На слѣдующее утро, лишь только Эрихъ и Роландъ успѣли проститься съ обитательницами винограднаго домика, какъ туда явился посланный отъ фрейленъ Милькъ. Добрая старушка извѣщала о своемъ намѣреніи вмѣстѣ съ маіоромъ навѣстить профессоршу.

Послѣдняя не могла надивиться такту, съ какимъ эта простая ключница поняла, что ей въ этотъ день должно быть грустно отъ одиночества, въ которомъ она внезапно очутилась.

На дворѣ стояла пасмурная погода и шелъ сильный снѣгъ. Профессорша сквозь закрытое окно смотрѣла на отъѣздъ семьи и кланялась Эриху и Роланду, ѣхавшимъ въ первой каретѣ. За ними слѣдовалъ другой экипажъ, изъ котораго высунулись Зонненкампъ и фрейленъ Пэрини. Они тоже усердно кивали головой по направленію къ виноградному домику. Церера, укутанная, лежала въ углу кареты и не двигалась.

Маіоръ и фрейленъ Милькъ не заставили себя долго ждать. Маіоръ, воспитанный въ строгой военной школѣ, никакимъ недугамъ не позволялъ брать надъ собой верхъ и всегда держался одинаково прямо. Въ этотъ день онъ немножко осипъ, вслѣдствіе чего принужденъ былъ говорить еще менѣе обыкновеннаго. Впрочемъ это ему не помѣшало, въ отборныхъ выраженіяхъ и въ тоже время очень искренно, поздравить профессоршу и тётушку Клавдію.
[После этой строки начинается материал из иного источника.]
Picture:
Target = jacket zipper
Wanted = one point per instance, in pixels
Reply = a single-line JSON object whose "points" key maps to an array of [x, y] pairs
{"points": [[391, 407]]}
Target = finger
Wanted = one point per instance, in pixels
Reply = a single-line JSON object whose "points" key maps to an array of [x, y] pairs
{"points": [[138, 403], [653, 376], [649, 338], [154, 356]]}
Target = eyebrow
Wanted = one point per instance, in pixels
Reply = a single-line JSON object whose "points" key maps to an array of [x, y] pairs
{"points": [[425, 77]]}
— Въ этомъ году будетъ ровно пятьдесятъ лѣтъ, что мы живемъ вмѣстѣ, сказалъ онъ потомъ, указывая головой на фрейленъ Милькъ, между тѣмъ какъ лицо его ясно говорило: «во всемъ свѣтѣ не найдется человѣка лучше ея». Но глаза его выражали еще что-то такое, чего другіе не могли понять.
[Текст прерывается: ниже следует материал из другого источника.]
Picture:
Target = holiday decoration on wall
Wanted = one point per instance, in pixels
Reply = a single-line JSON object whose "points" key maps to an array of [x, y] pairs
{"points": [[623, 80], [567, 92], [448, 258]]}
За обѣдомъ всѣ были очень веселы. Фрейленъ Милькъ объявила, что она уже изъ многихъ домовъ получила извѣстіе о томъ, съ какой радостью тамъ были приняты щедрые подарки Зонненкампа.

Маіоръ усердно старался побѣдить свою сироту и занять дамъ пріятнымъ разговоромъ. Онъ распространился въ похвалахъ профессоршѣ, которая, при всей своей учености, умѣла приготовлять такой отличный супъ.

— Да, сказалъ онъ улыбаясь, я пріучилъ господина Зонненкампа къ тому, чтобъ у него за столомъ всегда подавался хорошій супъ. Я, видите ли, не могу жить безъ супу. Тотъ день, когда я его не ѣмъ, я чувствую себя точно такъ, какъ если бы ходилъ безъ чулокъ, въ однихъ сапогахъ. Безъ супу закладка въ желудкѣ бываетъ холодная.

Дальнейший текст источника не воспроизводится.